County prosecutor Michael O’Malley filed the charges in common pleas court on Thursday. Prosecutors also charged Mason with murder, two counts of felonious assault, violating a protection order and grand theft.

Shaker Heights police arrested Mason on Nov. 17 after responding to a 911 call from a home in the city. His sister told a dispatcher that Mason had attacked Fraser, according to tape of the call.

In a news release, O’Malley’s office said that Mason confronted Fraser after she arrived at the house with their two children, who are eight and 11 years old.

Fraser, 45, was a teacher in the Shaker Heights schools. Hundreds of people attended a vigil last week to mourn her death.

“Aisha Fraser was viciously and cruelly taken from her children by Lance Mason’s cowardly and selfish act,” O’Malley said in the release. “He stole a loving mother from her children and took an exceptional teacher, neighbor, and role model from the Shaker Heights community. He will be held accountable for his barbaric act.”

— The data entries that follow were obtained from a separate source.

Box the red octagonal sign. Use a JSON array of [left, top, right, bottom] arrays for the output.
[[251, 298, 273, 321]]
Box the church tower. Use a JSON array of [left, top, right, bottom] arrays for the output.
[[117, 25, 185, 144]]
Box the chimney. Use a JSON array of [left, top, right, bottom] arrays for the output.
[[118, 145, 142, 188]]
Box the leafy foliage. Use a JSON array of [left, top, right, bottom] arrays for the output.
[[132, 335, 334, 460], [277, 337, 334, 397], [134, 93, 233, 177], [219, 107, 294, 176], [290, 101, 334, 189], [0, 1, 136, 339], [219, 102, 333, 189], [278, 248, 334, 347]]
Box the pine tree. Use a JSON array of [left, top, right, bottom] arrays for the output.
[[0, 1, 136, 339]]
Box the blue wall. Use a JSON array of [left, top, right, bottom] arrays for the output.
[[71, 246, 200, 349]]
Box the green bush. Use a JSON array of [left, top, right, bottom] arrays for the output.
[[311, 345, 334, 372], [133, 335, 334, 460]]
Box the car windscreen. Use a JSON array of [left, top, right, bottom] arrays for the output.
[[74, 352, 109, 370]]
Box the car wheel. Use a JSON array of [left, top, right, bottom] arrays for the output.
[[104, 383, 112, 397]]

Police previously charged Mason with felonious assault, saying he rammed a police cruiser and injured an office while trying to flee the scene. In charging Mason with grand theft, the indictment accuses him of using Fraser’s Audi SUV to try to get away.

Mason served nine months of a two-year prison sentence for physically assaulting Fraser in 2014. As a condition of Mason’s release, visiting Judge Patricia Cosgrove prohibited him from any contact with Fraser.

Mason, a former Democratic state lawmaker, served as a common pleas judge from 2008 to 2015. He resigned from the bench after pleading guilty to attempted felonious assault and domestic violence.

After Mason’s release from prison in 2016, the Ohio Board of Professional Conduct sought to have him disbarred. Numerous people wrote in support of Mason as he fought the revocation of his law license.

The city of Cleveland hired Mason in 2017 to work on minority business development. He was fired shortly after his arrest this month.